Die Größe, die das Applet im Browser einnehmen darf wird im Applet-Tag geregelt. Das Applet kann seine Größe also nicht allein festlegen. Wenn das Applet-Tag mehr Platz im Browser zur Verfügung stellt kann das Applet bis auf diese Größe vergrößert werden, aber nicht größer.

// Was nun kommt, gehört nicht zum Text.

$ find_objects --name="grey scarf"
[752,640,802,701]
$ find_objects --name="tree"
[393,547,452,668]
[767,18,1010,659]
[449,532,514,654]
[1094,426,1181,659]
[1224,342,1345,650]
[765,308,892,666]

Die Methode dafür: setSize(int, int)
Die momentane Größe kann man mit getSize() abfragen.


----------



## flintzen_123 (19. Dez 2006)

Das Applet wird erstmal nicht im Browser ausgegben, so dass ich die Größe nach Wunsch ändern kann. Für das Applet habe ich ein BorderLayout verwendet. In diesem Applet wiederum sind drei Panels im Norden, im Zentrum und im Süden angeordnet. Auf dem Panel im Zentrum, wird die digitale Uhr ausgegeben. Diese soll nach der Größenveränderung des Panels auch die Schriftgröße verändern. Im Norden und im Süden befinden sich JButtons die im GridLayout angeordnet sind, so dass sie ihre Größe automatisch ändern. Gibt es dazu eine einfache Möglichkeit?


----------



## L-ectron-X (19. Dez 2006)

Vielleicht...
Der Text, der vergrößert werden soll steht doch sicher in einem Label, oder?
Du kannst die Dimensionen dieses Labels ermitteln und die Schrift daraufhin passend berechnen bzw. anpassen.


----------



## flintzen_123 (19. Dez 2006)

Ich habe für die digitale Anzeige ein Textfeld benutzt.

Hier ein Bild: 
http://home.arcor.de/flintzen_123/Uhr.JPG

Ich bitte um Verzeihung wenn nicht verlinkt werden darf!


----------



## L-ectron-X (19. Dez 2006)

Du musst halt feststellen wie groß das Textfeld momentan ist.
Mit getLineMetrics() aus Font die seit Java 1.2 die Methode getFontMetrics() aus Toolkit ersetzt, kannst du dir Informationen zum Font beschaffen und die passende Schriftgröße berechnen.


----------



## flintzen_123 (20. Dez 2006)

Habe nun  die Schrift angepasst. Es wird zwar nur durch die Breite definiert, aber das reicht mir erstmal.

..
tftime.setFont(new Font("Arial", 0, (int)(tftime.getWidth()*0.255)));
..

Danke


----------